Harry hit his forehead. "That's why you look familiar! You're in the wedding photos!" And then he realized where else he'd seen her--she was the pretty blonde girl sitting with his mother at the Gryffindor table, when he and Hermione had gone into Snape's Pensieve.

Cecilia laughed, shaking her head. "You look so like your father," she said softly. "Although I can see Lily there, too. I was a good friend of your mother's. Well, I could have been a better friend. I was dreadful after she became a prefect--catty and jealous about it. Are fifteen-year-old girls still like that? I was one of the most dreadful specimens imaginable. That will haunt me someday, I'm certain. My Becky is only six, but I'm already bracing myself for those horrid teenage years," Cecilia said, smiling ruefully.

Harry grinned at her. "I'm sure it won't be that bad. So--you can tell me the truth about Sirius and girls," he said, waggling his eyebrows.

Cecilia frowned. "I'm not sure I can. Yes, he had loads of girlfriends in school. I was nervous about dating him after the wedding, although he claimed to have changed--"

Harry put his hand on his chest in mock-shock. "Are you implying that he was just --"

"--saying that to get me into bed? Oh, please. He'd have said anything in those days, if he thought--," she stopped herself, but Harry reddened anyway. "But I wanted to believe he'd changed.

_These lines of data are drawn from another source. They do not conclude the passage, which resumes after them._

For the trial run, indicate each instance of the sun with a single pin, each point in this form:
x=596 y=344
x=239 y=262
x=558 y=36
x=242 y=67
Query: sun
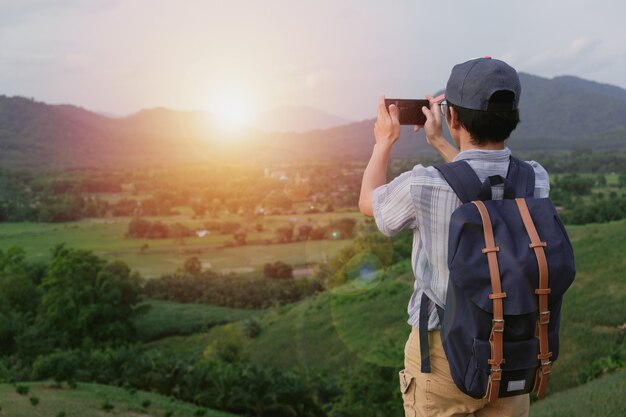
x=233 y=107
x=233 y=111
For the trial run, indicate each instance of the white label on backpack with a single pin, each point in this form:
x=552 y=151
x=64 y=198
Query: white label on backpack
x=516 y=385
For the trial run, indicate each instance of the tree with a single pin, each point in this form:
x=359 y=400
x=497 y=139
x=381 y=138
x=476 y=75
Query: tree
x=240 y=237
x=138 y=227
x=192 y=266
x=84 y=297
x=285 y=234
x=278 y=270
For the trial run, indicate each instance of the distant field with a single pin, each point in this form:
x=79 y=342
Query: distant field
x=339 y=327
x=166 y=318
x=106 y=238
x=87 y=400
x=325 y=333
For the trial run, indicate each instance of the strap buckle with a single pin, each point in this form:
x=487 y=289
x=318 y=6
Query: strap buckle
x=546 y=367
x=497 y=325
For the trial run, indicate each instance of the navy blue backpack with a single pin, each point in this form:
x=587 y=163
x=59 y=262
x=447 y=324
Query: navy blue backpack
x=510 y=262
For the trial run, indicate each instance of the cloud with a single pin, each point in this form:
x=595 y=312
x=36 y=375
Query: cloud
x=578 y=54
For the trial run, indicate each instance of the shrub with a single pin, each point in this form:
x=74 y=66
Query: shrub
x=22 y=389
x=107 y=406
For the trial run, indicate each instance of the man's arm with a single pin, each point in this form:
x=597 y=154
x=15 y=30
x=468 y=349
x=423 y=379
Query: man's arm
x=374 y=176
x=386 y=133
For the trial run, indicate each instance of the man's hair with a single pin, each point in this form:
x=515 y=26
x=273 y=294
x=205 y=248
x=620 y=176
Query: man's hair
x=489 y=126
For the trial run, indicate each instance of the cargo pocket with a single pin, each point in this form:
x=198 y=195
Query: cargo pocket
x=407 y=388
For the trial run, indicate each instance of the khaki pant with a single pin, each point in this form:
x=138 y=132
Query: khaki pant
x=434 y=393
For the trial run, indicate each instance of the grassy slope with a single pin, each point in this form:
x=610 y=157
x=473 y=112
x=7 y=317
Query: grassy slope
x=602 y=397
x=87 y=401
x=172 y=318
x=337 y=328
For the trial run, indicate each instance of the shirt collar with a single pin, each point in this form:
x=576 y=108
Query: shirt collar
x=499 y=155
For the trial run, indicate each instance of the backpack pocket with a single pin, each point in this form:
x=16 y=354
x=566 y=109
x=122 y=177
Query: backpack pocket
x=518 y=370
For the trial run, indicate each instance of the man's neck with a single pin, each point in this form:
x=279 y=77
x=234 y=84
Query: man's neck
x=466 y=144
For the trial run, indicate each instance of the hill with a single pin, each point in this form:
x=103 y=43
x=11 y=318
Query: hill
x=563 y=113
x=87 y=400
x=366 y=321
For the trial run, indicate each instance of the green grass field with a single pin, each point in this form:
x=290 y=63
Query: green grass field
x=339 y=327
x=87 y=401
x=166 y=318
x=106 y=238
x=603 y=397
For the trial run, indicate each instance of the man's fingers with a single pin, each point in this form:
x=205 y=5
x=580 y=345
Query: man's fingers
x=434 y=111
x=382 y=109
x=395 y=114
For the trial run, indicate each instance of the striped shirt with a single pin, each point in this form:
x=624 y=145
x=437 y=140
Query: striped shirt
x=422 y=200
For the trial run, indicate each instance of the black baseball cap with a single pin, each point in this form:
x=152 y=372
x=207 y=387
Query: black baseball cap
x=472 y=83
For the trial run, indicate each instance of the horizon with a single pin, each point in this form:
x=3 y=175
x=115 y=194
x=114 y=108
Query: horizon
x=256 y=57
x=114 y=115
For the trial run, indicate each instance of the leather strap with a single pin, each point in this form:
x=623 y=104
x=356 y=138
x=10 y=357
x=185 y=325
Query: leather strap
x=543 y=372
x=423 y=333
x=497 y=329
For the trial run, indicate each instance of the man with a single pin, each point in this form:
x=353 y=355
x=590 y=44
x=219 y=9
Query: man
x=481 y=111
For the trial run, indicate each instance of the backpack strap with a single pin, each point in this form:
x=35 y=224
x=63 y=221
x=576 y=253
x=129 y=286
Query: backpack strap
x=543 y=372
x=496 y=337
x=522 y=175
x=467 y=186
x=462 y=178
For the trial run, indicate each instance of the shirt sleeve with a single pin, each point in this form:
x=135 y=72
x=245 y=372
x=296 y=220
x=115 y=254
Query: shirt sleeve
x=542 y=180
x=393 y=206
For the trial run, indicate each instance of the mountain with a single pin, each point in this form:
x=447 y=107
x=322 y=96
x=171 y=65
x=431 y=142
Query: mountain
x=298 y=119
x=563 y=113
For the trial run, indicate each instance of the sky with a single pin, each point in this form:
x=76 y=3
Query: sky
x=121 y=56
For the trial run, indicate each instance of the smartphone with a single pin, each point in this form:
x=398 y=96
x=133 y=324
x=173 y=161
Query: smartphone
x=410 y=110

I did. When your mum first came to Hogwarts, she had a crush on Sirius, you know. When she talked about him I had to bite my tongue because--well, I felt the same way. I never admitted that to her--she was my friend, and she'd--well, claimed him. But he wasn't interested in her, even mocked her. He was a real prat about it. Then, just when she decided to give up on him, he made a pass at her--"

"Yeah. I heard about that."

She laughed, shaking her head. "I was furious with her. Who did she think she was to reject Sirius Black? I wasn't entirely rational. I had some other girlfriends in Hufflepuff who had the privilege of listening to me rant about it. Poor girls!"

"Well, didn't that work out well for you, then?" Harry said, trying to be conciliatory.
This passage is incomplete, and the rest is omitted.